Benchmark 10-year notes fell 14/32 in price with yields rising to 1.72 percent, up from 1.67 percent late on Monday.
Thirty-year bond prices fell 1-7/32 with yields testing support levels at around 2.90 percent, near the high yield of 2.904 percent where the Treasury sold new bonds last Thursday.
If yields rise above the 2.91 percent level they may next test the 2.97 percent to 3 percent area, said Gilhooly.
Ten-year notes yields have largely been rangebound since the beginning of August on low volumes as many investors have been reluctant to take positions with uncertainty ahead of next month's Presidential elections.
That could change, however, if Republican challenger Mitt Romney continues to gain traction, said Scott Graham, head of US government bond trading at BMO Capital Markets in Chicago.
"That will have a meaningful impact on the Federal Reserve composition next year. In the face of seemingly endless quantitative easing and open-ended mortgage purchases, you could see the markets react pretty violently to a Mitt victory," he said.
Romney has said he would replace Ben Bernanke as Fed Chairman if he is elected, which would make the current open-ended quantitative easing program more likely to end.
That could mean that the market would then expect lower inflation and that intermediate-dated debt, where the Fed has focused most of its debt purchases, would underperform relative to bonds, Graham said. "Probably the best way to position for that would be a massive flattening trade," he said.
Treasuries showed little reaction to data on Tuesday that showed that US consumer prices rose 0.6 percent in September as the cost of gasoline surged.
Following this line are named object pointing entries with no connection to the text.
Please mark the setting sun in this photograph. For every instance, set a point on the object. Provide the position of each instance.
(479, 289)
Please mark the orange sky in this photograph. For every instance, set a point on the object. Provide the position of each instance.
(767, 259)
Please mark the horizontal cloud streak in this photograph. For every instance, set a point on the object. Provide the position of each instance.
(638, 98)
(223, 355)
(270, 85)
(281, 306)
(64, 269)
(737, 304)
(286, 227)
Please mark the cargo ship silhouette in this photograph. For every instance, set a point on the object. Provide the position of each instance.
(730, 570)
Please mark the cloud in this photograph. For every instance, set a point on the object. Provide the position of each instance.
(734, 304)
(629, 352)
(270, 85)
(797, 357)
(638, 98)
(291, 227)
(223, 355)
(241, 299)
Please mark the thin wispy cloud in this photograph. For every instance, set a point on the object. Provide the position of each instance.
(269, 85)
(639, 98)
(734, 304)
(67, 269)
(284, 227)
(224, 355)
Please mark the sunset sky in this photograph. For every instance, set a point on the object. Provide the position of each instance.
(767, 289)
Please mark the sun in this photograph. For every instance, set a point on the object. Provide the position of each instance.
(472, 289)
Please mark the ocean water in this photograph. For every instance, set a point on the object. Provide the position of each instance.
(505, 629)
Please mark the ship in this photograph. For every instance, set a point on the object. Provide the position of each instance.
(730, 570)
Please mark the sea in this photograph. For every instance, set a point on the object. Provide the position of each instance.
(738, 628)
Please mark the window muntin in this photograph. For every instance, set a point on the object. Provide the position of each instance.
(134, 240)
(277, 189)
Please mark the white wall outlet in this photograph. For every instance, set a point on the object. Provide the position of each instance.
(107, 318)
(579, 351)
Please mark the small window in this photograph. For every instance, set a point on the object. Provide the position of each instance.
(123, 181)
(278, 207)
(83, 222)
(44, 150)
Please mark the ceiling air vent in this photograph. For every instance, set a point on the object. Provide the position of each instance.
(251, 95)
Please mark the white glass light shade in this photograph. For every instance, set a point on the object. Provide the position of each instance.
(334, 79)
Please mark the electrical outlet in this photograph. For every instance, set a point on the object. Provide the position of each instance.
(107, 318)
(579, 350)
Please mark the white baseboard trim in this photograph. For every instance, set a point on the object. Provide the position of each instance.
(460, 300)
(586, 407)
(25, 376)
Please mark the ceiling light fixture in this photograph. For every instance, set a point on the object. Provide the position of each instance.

Two-year interest rate swap spreads also tightened by almost a basis point to fall below 10 basis points, the tightest since 1996, indicating credit conditions are loosening.
"Two-year spreads under 10 basis points is a big deal, it shows that credit is plentiful and percolating through the system a little bit more," Gilhooly said.
The two-year swap spreads have rallied from over 50 basis points at the beginning of the year.